The reason why these are coming so late – is that this is the pattern when reliably liberal papers can not defend their usually preferred choices for endorsement.
Redding and Pasadena join the hit parade. It just plain sucks to be Barbara Boxer.
Pasadena Star-News: Our View: Fiorina for Senate
October 23, 2010
Republican U.S. Senate candidate Carly Fiorina, for all her business acumen and smarts, can come across in public much as her opponent, three-term incumbent Barbara Boxer, does – high-handed, essentially.
But unlike Boxer, Fiorina possesses an extraordinary record of accomplishment for California. Those accomplishments are entirely in the private sector. In our ongoing economic downturn to which joblessness is key, it’s precisely someone who understands private-sector job creation who we want representing us in Washington. As a Silicon Valley leader, the only woman CEO of a Fortune 20 corporation, Fiorina understands the way forward economically for our state.
Fiorina, unlike Boxer, is at heart a true moderate in tune with average Californians. She has it right when saying she can’t abide by the politics of extremists who pretend President Obama wasn’t born in America or is a Muslim, for instance. She bashed Sarah Palin for not having the gravitas of a true leader. But after making her stands quite clear, the candidate said she does agree with several tea party platform planks: reducing the federal deficit, helping small business and allowing the free-market economy to grow with fewer regulations.

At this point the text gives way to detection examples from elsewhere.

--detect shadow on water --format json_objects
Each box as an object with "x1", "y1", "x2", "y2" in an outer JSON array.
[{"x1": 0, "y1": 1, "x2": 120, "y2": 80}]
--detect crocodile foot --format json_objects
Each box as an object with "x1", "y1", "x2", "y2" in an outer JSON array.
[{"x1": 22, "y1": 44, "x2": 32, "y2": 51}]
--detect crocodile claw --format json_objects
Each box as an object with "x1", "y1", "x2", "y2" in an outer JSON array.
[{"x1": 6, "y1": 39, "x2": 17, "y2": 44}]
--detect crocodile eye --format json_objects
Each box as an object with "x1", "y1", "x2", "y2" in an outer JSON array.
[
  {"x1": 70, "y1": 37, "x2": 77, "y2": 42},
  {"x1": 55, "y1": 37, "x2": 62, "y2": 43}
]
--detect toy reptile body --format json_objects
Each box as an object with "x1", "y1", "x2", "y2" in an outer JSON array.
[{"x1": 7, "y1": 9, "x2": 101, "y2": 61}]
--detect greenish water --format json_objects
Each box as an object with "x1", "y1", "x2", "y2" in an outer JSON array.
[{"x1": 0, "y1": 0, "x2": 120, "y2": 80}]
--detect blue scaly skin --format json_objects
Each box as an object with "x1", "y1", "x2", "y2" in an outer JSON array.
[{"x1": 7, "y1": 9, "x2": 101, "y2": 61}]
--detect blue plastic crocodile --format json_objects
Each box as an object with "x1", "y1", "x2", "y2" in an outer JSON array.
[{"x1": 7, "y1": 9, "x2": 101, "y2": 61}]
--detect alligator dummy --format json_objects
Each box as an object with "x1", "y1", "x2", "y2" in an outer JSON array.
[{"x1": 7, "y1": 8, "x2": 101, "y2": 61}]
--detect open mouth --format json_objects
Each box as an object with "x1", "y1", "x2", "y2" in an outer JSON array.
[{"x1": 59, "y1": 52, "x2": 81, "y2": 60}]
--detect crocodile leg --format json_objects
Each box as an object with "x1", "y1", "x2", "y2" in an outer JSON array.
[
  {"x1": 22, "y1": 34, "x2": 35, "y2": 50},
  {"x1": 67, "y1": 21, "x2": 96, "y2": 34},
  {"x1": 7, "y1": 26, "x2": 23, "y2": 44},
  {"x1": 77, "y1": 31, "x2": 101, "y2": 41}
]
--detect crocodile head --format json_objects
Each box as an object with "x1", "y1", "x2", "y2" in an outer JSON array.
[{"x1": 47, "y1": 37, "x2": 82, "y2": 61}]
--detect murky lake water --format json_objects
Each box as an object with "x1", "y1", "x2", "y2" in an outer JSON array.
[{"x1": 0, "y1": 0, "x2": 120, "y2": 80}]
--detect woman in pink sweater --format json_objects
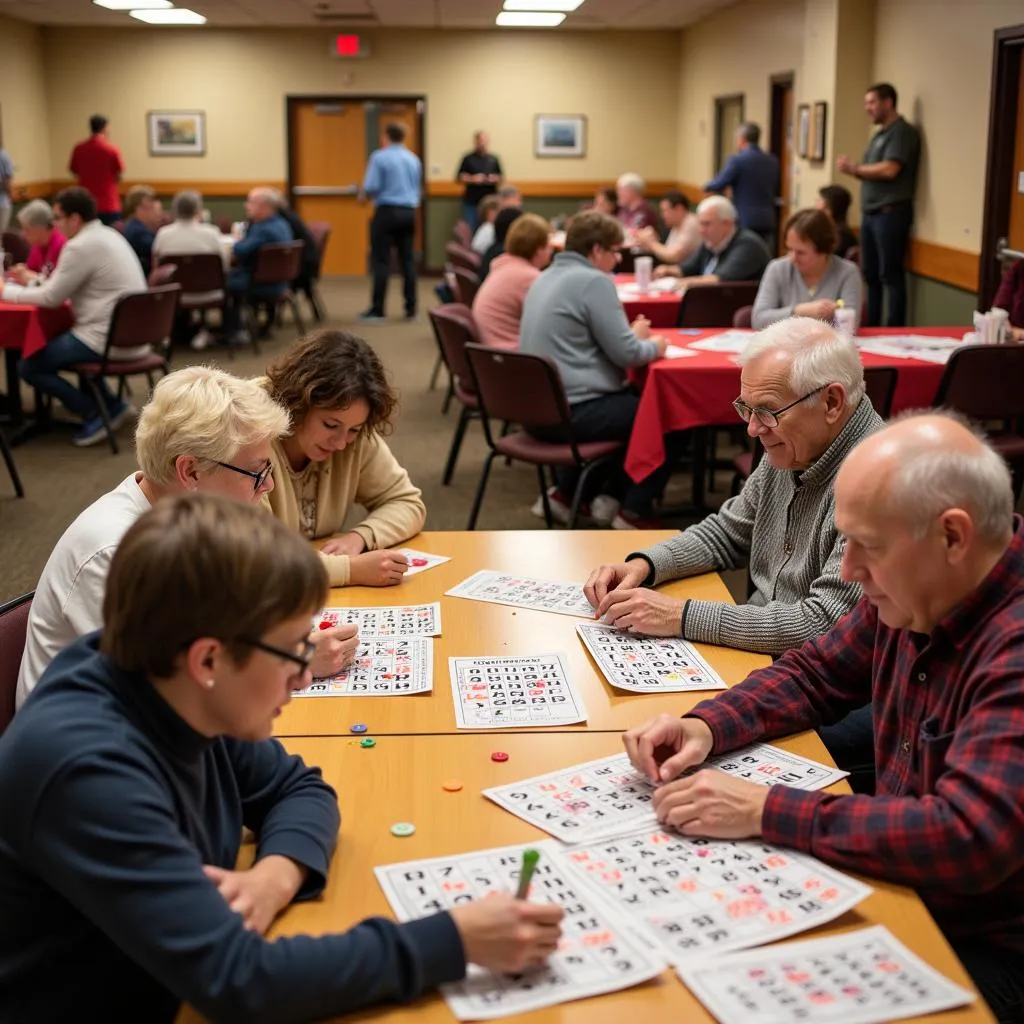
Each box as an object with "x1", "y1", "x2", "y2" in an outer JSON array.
[{"x1": 473, "y1": 213, "x2": 551, "y2": 348}]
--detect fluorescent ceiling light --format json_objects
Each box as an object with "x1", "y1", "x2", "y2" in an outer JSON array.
[
  {"x1": 504, "y1": 0, "x2": 583, "y2": 12},
  {"x1": 92, "y1": 0, "x2": 174, "y2": 10},
  {"x1": 497, "y1": 10, "x2": 565, "y2": 29},
  {"x1": 131, "y1": 7, "x2": 206, "y2": 25}
]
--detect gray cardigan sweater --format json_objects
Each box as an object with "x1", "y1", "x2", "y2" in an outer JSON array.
[
  {"x1": 519, "y1": 252, "x2": 657, "y2": 404},
  {"x1": 627, "y1": 396, "x2": 884, "y2": 654}
]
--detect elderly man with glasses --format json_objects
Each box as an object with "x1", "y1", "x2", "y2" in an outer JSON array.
[{"x1": 584, "y1": 316, "x2": 883, "y2": 654}]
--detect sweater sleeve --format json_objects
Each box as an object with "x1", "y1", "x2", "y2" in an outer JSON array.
[{"x1": 25, "y1": 752, "x2": 465, "y2": 1024}]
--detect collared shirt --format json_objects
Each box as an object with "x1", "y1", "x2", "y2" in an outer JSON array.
[
  {"x1": 362, "y1": 142, "x2": 423, "y2": 210},
  {"x1": 693, "y1": 516, "x2": 1024, "y2": 952}
]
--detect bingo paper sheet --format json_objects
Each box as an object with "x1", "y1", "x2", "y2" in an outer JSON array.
[
  {"x1": 292, "y1": 637, "x2": 434, "y2": 697},
  {"x1": 446, "y1": 569, "x2": 594, "y2": 618},
  {"x1": 449, "y1": 654, "x2": 587, "y2": 729},
  {"x1": 677, "y1": 925, "x2": 974, "y2": 1024},
  {"x1": 483, "y1": 743, "x2": 844, "y2": 843},
  {"x1": 375, "y1": 840, "x2": 665, "y2": 1021},
  {"x1": 317, "y1": 601, "x2": 441, "y2": 637},
  {"x1": 556, "y1": 827, "x2": 871, "y2": 965},
  {"x1": 577, "y1": 623, "x2": 725, "y2": 693}
]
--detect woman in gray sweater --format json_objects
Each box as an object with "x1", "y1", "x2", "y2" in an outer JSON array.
[{"x1": 751, "y1": 210, "x2": 860, "y2": 331}]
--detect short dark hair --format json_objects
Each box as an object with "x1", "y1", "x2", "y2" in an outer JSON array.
[
  {"x1": 739, "y1": 121, "x2": 761, "y2": 145},
  {"x1": 53, "y1": 185, "x2": 96, "y2": 223},
  {"x1": 782, "y1": 210, "x2": 836, "y2": 253},
  {"x1": 565, "y1": 210, "x2": 626, "y2": 256},
  {"x1": 818, "y1": 185, "x2": 853, "y2": 224},
  {"x1": 266, "y1": 331, "x2": 398, "y2": 434},
  {"x1": 867, "y1": 82, "x2": 897, "y2": 110},
  {"x1": 662, "y1": 188, "x2": 693, "y2": 210}
]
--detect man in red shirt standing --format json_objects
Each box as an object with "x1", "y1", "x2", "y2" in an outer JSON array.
[{"x1": 68, "y1": 114, "x2": 125, "y2": 224}]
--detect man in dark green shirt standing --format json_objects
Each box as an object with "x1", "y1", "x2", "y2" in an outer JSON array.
[{"x1": 836, "y1": 82, "x2": 921, "y2": 327}]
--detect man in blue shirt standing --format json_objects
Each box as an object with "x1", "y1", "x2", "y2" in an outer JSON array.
[
  {"x1": 359, "y1": 123, "x2": 423, "y2": 324},
  {"x1": 705, "y1": 121, "x2": 778, "y2": 252}
]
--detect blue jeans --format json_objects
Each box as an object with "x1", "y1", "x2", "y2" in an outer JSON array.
[{"x1": 17, "y1": 331, "x2": 118, "y2": 420}]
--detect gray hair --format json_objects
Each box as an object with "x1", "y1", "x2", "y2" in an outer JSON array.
[
  {"x1": 697, "y1": 196, "x2": 738, "y2": 223},
  {"x1": 737, "y1": 315, "x2": 864, "y2": 409},
  {"x1": 615, "y1": 171, "x2": 647, "y2": 196},
  {"x1": 888, "y1": 409, "x2": 1014, "y2": 542},
  {"x1": 17, "y1": 199, "x2": 53, "y2": 227},
  {"x1": 171, "y1": 188, "x2": 203, "y2": 220}
]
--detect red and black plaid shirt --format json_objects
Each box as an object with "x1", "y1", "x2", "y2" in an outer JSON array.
[{"x1": 692, "y1": 517, "x2": 1024, "y2": 952}]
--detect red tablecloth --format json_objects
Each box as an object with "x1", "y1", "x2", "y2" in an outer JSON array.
[
  {"x1": 626, "y1": 327, "x2": 968, "y2": 480},
  {"x1": 615, "y1": 273, "x2": 679, "y2": 325},
  {"x1": 0, "y1": 302, "x2": 75, "y2": 358}
]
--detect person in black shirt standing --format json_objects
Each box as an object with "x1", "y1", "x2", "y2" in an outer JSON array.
[{"x1": 456, "y1": 131, "x2": 503, "y2": 231}]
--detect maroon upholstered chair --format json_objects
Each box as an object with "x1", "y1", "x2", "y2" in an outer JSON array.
[
  {"x1": 427, "y1": 302, "x2": 480, "y2": 486},
  {"x1": 466, "y1": 344, "x2": 626, "y2": 529},
  {"x1": 676, "y1": 281, "x2": 758, "y2": 327},
  {"x1": 0, "y1": 594, "x2": 33, "y2": 735},
  {"x1": 67, "y1": 285, "x2": 181, "y2": 455}
]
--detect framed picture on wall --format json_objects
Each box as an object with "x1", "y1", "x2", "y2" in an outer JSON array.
[
  {"x1": 797, "y1": 103, "x2": 811, "y2": 160},
  {"x1": 811, "y1": 99, "x2": 828, "y2": 160},
  {"x1": 534, "y1": 114, "x2": 587, "y2": 157},
  {"x1": 145, "y1": 111, "x2": 206, "y2": 157}
]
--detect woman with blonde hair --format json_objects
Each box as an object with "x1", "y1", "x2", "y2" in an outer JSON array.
[{"x1": 263, "y1": 331, "x2": 427, "y2": 587}]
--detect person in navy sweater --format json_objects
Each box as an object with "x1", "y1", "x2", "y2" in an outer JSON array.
[
  {"x1": 705, "y1": 121, "x2": 778, "y2": 252},
  {"x1": 0, "y1": 495, "x2": 561, "y2": 1024}
]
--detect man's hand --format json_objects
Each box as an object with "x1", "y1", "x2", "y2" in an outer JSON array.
[
  {"x1": 203, "y1": 854, "x2": 306, "y2": 935},
  {"x1": 321, "y1": 534, "x2": 367, "y2": 555},
  {"x1": 309, "y1": 624, "x2": 359, "y2": 679},
  {"x1": 450, "y1": 893, "x2": 563, "y2": 973},
  {"x1": 348, "y1": 551, "x2": 409, "y2": 587},
  {"x1": 583, "y1": 558, "x2": 650, "y2": 608},
  {"x1": 597, "y1": 587, "x2": 684, "y2": 637},
  {"x1": 654, "y1": 768, "x2": 769, "y2": 839},
  {"x1": 623, "y1": 715, "x2": 714, "y2": 784}
]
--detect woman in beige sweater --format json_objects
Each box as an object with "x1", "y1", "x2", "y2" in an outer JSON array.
[{"x1": 264, "y1": 331, "x2": 427, "y2": 587}]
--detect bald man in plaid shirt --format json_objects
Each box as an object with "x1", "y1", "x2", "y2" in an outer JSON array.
[{"x1": 624, "y1": 414, "x2": 1024, "y2": 1024}]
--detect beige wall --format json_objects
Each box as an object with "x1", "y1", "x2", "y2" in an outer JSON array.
[
  {"x1": 678, "y1": 0, "x2": 804, "y2": 185},
  {"x1": 0, "y1": 16, "x2": 50, "y2": 184},
  {"x1": 37, "y1": 29, "x2": 679, "y2": 182},
  {"x1": 872, "y1": 0, "x2": 1024, "y2": 252}
]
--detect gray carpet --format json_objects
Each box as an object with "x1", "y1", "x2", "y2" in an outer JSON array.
[{"x1": 0, "y1": 280, "x2": 741, "y2": 601}]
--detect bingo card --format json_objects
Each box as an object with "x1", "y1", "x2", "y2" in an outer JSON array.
[
  {"x1": 449, "y1": 654, "x2": 587, "y2": 729},
  {"x1": 557, "y1": 827, "x2": 871, "y2": 964},
  {"x1": 483, "y1": 743, "x2": 846, "y2": 843},
  {"x1": 317, "y1": 601, "x2": 441, "y2": 637},
  {"x1": 375, "y1": 840, "x2": 665, "y2": 1021},
  {"x1": 577, "y1": 623, "x2": 725, "y2": 693},
  {"x1": 677, "y1": 925, "x2": 974, "y2": 1024},
  {"x1": 446, "y1": 569, "x2": 594, "y2": 618},
  {"x1": 292, "y1": 637, "x2": 434, "y2": 697}
]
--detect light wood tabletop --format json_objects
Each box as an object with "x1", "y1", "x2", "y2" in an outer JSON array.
[
  {"x1": 274, "y1": 530, "x2": 769, "y2": 736},
  {"x1": 179, "y1": 733, "x2": 993, "y2": 1024}
]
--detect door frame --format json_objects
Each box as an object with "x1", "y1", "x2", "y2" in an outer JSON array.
[
  {"x1": 978, "y1": 25, "x2": 1024, "y2": 309},
  {"x1": 285, "y1": 92, "x2": 429, "y2": 268}
]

Those are some of the reasons we think Carly Fiorina should be California’s next senator, alongside similar moderate Dianne Feinstein. She says that just because you can’t agree with someone 100 percent doesn’t mean you can’t work with that person. In Washington, D.C., and especially in the Senate, formerly a chummy, deliberative body, there is today so little common sense.
Incumbent Sen. Boxer has spent 18 years hammering away on a national liberal agenda for which she has accomplished little except for driving away colleagues. Even Democrats find her a one-note politician instead of a problem-solving public servant working for all 36 million California residents.
Standing in contrast is Feinstein, a diplomatic, hard-working leader who is not afraid to go against her party to get something done. She is one of the most accomplished senators working in the upper chamber.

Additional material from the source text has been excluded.